Quantum Stephani Universe in vicinity of the symmetry center

TL;DR

This paper explores quantum and classical aspects of spherically symmetric Stephani cosmological models with scalar fields, demonstrating how specific initial conditions lead to classical-quantum correspondence and unique bound state solutions.

Contribution

It introduces a canonical quantization approach for Stephani universes, analyzing wave packets, initial conditions, and Bohmian mechanics to connect quantum and classical cosmology.

Findings

Wave packets with good classical-quantum correspondence are constructed.

Canonical prescription suppresses quantum potential, aligning quantum and classical results.

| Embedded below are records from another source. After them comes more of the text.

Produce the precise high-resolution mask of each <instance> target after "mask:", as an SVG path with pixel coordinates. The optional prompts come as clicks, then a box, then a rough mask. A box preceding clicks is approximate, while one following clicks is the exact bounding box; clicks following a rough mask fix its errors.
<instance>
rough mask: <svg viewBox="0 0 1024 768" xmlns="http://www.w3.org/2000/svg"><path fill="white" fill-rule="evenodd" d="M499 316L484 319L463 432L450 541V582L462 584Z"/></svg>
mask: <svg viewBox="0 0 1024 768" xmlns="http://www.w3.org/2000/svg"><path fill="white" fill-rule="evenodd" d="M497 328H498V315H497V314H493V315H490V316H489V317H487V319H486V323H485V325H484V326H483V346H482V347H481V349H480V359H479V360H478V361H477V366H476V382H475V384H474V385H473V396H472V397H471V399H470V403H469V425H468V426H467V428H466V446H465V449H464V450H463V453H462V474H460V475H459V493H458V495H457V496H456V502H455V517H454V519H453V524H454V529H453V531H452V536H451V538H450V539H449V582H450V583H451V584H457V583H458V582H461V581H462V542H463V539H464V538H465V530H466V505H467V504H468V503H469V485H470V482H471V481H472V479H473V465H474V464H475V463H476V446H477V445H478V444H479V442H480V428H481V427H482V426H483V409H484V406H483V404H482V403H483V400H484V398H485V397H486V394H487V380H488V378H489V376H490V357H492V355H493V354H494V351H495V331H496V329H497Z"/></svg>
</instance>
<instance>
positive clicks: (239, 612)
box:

Bound state solutions exist for all positive cosmological constants, unlike in FRW models.

Abstract

We study a class of spherically symmetric Stephani cosmological models in the presence of a self-interacting scalar field in both classical and quantum domains. We discuss the construction of `canonical' wave packets resulting from the solutions of a class of Wheeler-DeWitt equations in the Stephani Universe. We suggest appropriate initial conditions which result in wave packets containing some desirable properties, most importantly good classical and quantum correspondence. We also study the situation from de-Broglie Bohm interpretation of quantum mechanics to recover the notion of time and compare the classical and Bohmian results. We exhibit that the usage of the canonical prescription and appropriate choices of expansion coefficients result in the suppression of the quantum potential and coincidence between classical and Bohmian results. We show that, in some cases, contrary to Friedmann-Robertson-Walker case, the bound state solutions also exist for all positive values of the cosmological constant.